The cataclysmic August 4 explosion killed a total of 191 people, making it Lebanon’s deadliest peacetime disaster. One month on, seven people are still listed as missing.

Hopes emerged Thursday that one of them could still be found alive after a specialist sensor device detected a heartbeat under the debris of a flattened building.

Crews of rescue workers from Chile and Lebanon used their hands Friday to lift chunks of rubble from the site between the hard-hit districts of Gemmayzeh and Mar Mikhail.

They resumed their efforts after pausing briefly overnight, an AFP photographer at the scene said.

“We have excavated rubble but we haven’t reached a conclusion yet,” said George Abou Moussa of Lebanon’s civil defence.

The pulse they detected Friday had already slowed significantly compared to a previous recording, said Nicholas Saade, who coordinates between the Chilean and Lebanese rescuers.
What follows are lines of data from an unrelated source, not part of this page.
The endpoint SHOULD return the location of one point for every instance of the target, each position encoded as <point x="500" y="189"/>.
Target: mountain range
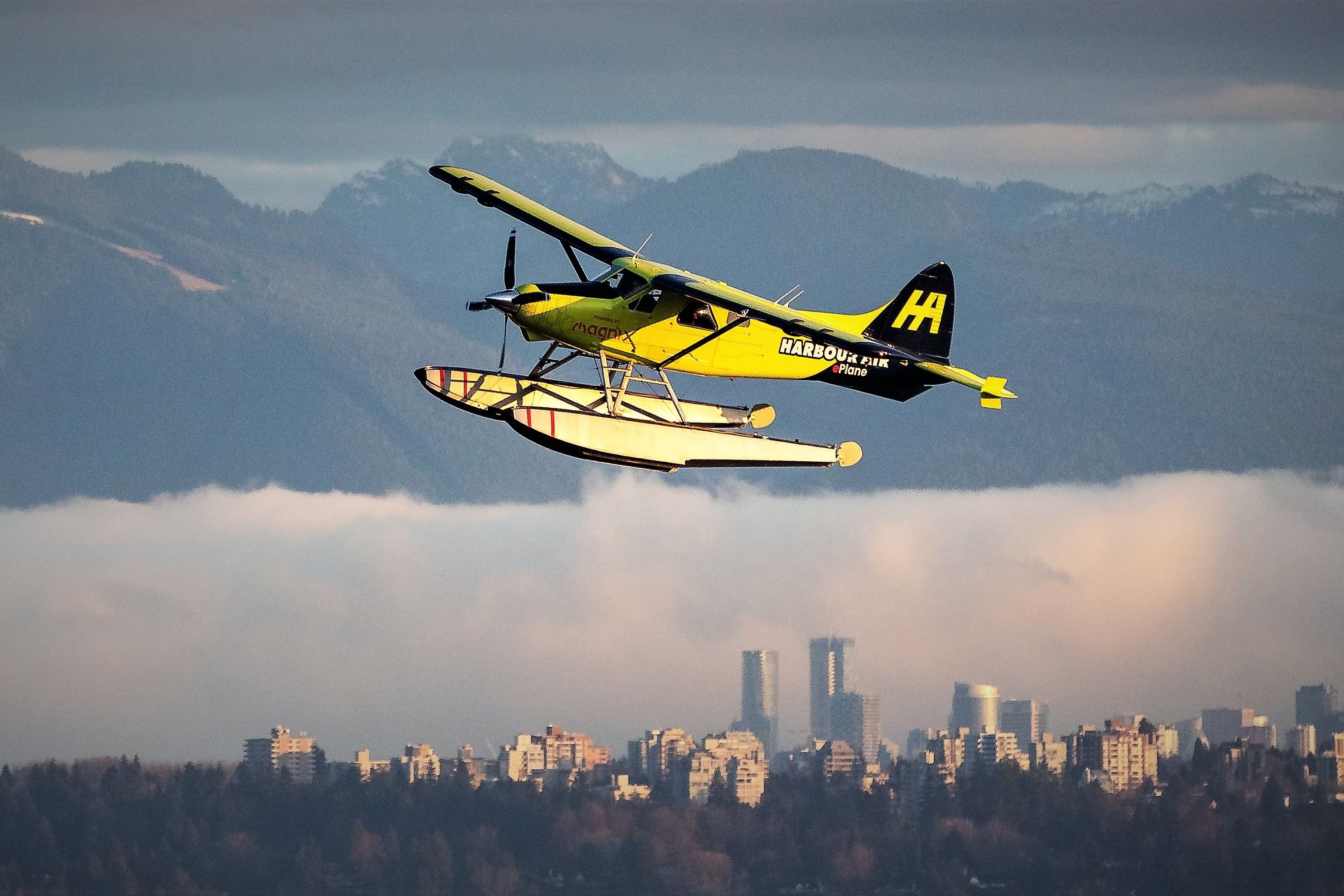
<point x="156" y="334"/>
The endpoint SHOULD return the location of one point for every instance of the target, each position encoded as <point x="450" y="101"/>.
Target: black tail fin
<point x="920" y="318"/>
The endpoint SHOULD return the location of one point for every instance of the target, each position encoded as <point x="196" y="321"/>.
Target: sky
<point x="284" y="98"/>
<point x="178" y="628"/>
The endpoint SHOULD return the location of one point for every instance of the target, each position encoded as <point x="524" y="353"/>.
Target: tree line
<point x="127" y="829"/>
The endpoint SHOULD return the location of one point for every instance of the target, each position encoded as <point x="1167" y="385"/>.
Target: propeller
<point x="503" y="299"/>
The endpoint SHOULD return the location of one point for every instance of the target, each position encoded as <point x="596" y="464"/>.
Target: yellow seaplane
<point x="640" y="320"/>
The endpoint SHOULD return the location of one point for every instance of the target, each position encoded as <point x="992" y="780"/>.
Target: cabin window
<point x="645" y="304"/>
<point x="697" y="315"/>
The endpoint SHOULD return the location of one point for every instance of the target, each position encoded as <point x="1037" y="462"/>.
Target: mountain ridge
<point x="1134" y="352"/>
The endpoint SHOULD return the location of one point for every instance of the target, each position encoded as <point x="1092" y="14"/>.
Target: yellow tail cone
<point x="848" y="453"/>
“After removing the big chunks we scanned again for heartbeats or respiration, it showed low beat/respiration” levels of seven per minute, he told AFP.

“The reading before was about 16 to 18,” he added.

The area excavated by rescuers was among the hardest hit by the blast that was so powerful it was heard in Cyprus, some 240 kilometres (150 miles) away.

The explosion ravaged swathes of Beirut and piled on new misery for Lebanese already reeling from the coronavirus pandemic and the country’s worst economic crisis in decades.

A sniffer dog deployed by Chilean rescuers Wednesday night had responded to a scent from the site of a collapsed building in Gemmayzeh, Beirut governor Marwan Abboud said.

After detecting a pulse Thursday, Lebanese emergency workers teamed up with the Chileans determine whether there were any survivors.

News of the search drew crowds of people hopeful that another life could be saved.

Using their hands and shovels, they moved Friday in the “direction of the signal”, trying to find a tunnel or entry point that would give them access to a “survivor or corpse”, Saade said, without elaborating on how long the process could take.

Lebanon, already mired in an economic crisis before the port blast, is not equipped for disaster management.

The country lacks the tools and expertise to handle advanced search and rescue operations which are now being supported by experts from Chile, France and the Unites States.

The Chileans arrived recently with a sniffer dog trained to find humans, as well as specialist sensor devices that can detect heartbeats and breathing.

They have been praised as heroes by many Lebanese on social media who have compared their expertise with the lacklustre performance of what they see as an absent state.